Rejet 15 avril 2025
Commentaire • 0
Sur la décision
| Référence : | TA Dijon, ju refere etr 15 jours, 15 avr. 2025, n° 2501137 |
|---|---|
| Juridiction : | Tribunal administratif de Dijon |
| Numéro : | 2501137 |
| Importance : | Inédit au recueil Lebon |
| Type de recours : | Excès de pouvoir |
| Dispositif : | Rejet |
| Date de dernière mise à jour : | 30 mai 2025 |
Texte intégral
Vu la procédure suivante :
Par une requête, enregistrée le 27 mars 2025, M. C A, représenté par Me Mifsud, demande au tribunal :
1°) de l’admettre au bénéfice de l’aide juridictionnelle provisoire ;
2°) d’annuler l’arrêté du 22 mars 2025 par lequel le préfet du Bas-Rhin l’a obligé à quitter le territoire français sans délai en fixant le pays de renvoi et a prononcé à son encontre une interdiction de retour sur le territoire français d’une durée d’un an ;
3°) d’annuler l’arrêté du 22 mars 2025 par lequel le préfet de la Côte-d’Or l’a assigné à résidence dans la commune de Dijon pour une durée de quarante-cinq jours ;
4°) d’enjoindre au préfet de la Côte-d’Or de lui délivrer un titre de séjour dans un délai de quinze jours à compter de la notification du jugement et sous astreinte de 150 euros par jour de retard et, à défaut, de réexaminer sa situation dans le même délai et sous la même astreinte ;
5°) de mettre à la charge de l’Etat la somme de 1 500 euros à verser à son conseil au titre des dispositions combinées de l’article L. 761-1 du code de justice administrative et de l’article 37 de la loi n°91-647 du 10 juillet 1991 relative à l’aide juridique.
M. A soutient que :
— la décision portant obligation de quitter le territoire français est entachée d’un vice d’incompétence, d’une insuffisance de motivation, est entachée d’un défaut d’examen de sa situation personnelle et méconnait l’article 8 de la convention européenne de sauvegarde des droits de l’homme et des libertés fondamentales ;
— la décision refusant de lui accordant un délai de départ volontaire est illégale par voie de conséquence de l’illégalité entachant la décision d’éloignement ;
— la décision fixant le pays de renvoi est illégale par voie de conséquence de l’illégalité entachant la décision d’éloignement ;
— la décision d’interdiction de retour sur le territoire français est entachée d’un vice d’incompétence, d’une insuffisance de motivation, est illégale par voie de conséquence de l’illégalité entachant la décision d’éloignement et, en outre, est entachée d’une « erreur manifeste d’appréciation » ;
— l’arrêté d’assignation à résidence est entaché d’un vice d’incompétence, d’une insuffisance de motivation et est illégal par voie de conséquence de l’illégalité entachant la décision d’éloignement.

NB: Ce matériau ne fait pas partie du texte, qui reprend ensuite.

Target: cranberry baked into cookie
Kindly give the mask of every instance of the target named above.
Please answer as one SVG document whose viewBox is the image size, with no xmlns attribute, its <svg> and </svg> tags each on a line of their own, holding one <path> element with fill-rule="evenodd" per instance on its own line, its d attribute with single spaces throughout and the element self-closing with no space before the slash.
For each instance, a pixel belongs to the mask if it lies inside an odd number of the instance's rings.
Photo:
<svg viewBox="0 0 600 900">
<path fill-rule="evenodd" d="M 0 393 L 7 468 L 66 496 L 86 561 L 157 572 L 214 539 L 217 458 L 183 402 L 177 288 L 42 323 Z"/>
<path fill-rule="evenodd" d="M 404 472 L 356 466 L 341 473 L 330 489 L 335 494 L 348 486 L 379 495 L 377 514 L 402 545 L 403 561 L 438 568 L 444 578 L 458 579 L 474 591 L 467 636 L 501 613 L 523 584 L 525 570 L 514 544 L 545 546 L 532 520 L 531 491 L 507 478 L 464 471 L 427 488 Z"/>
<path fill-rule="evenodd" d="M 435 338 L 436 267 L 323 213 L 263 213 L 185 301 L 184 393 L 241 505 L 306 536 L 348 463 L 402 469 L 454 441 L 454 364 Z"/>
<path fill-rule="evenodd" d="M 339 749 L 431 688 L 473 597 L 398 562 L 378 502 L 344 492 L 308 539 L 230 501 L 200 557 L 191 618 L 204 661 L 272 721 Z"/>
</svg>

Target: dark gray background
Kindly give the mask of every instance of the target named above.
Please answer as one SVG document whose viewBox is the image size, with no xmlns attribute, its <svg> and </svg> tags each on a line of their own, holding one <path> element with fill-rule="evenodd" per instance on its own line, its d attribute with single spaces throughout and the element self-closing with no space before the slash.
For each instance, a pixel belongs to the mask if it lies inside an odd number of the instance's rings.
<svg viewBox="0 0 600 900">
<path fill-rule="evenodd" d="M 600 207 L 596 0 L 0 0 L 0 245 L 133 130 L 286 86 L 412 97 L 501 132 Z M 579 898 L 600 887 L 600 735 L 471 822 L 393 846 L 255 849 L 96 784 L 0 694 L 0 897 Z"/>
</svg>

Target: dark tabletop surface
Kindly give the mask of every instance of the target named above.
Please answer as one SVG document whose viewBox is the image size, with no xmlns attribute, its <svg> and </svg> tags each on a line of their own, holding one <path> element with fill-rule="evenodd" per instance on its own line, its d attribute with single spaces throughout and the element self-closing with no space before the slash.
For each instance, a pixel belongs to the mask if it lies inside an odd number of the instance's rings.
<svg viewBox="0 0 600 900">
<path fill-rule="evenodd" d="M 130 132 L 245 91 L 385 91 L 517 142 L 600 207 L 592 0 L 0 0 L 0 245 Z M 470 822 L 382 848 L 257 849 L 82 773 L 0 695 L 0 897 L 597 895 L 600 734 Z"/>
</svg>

Vu les autres pièces du dossier.
Vu :
— la convention européenne de sauvegarde des droits de l’homme et des libertés fondamentales ;
— le code des relations entre le public et l’administration ;
— le code de l’entrée et du séjour des étrangers et du droit d’asile ;
— la loi n° 91-647 du 10 juillet 1991 relative à l’aide juridique ;
— le code de justice administrative.
Le président du tribunal a désigné M. B pour statuer sur les requêtes relevant des procédures régies par les articles L. 921-1 à L. 922-3 et R. 921-1 à R. 922-28 du code de l’entrée et du séjour des étrangers et du droit d’asile.
Les parties ont été régulièrement convoquées à l’audience.
Au cours de l’audience publique, M. B a lu son rapport et entendu les observations de Me Djermoun substituant Me Mifsud pour le requérant et de Mme D pour la préfecture.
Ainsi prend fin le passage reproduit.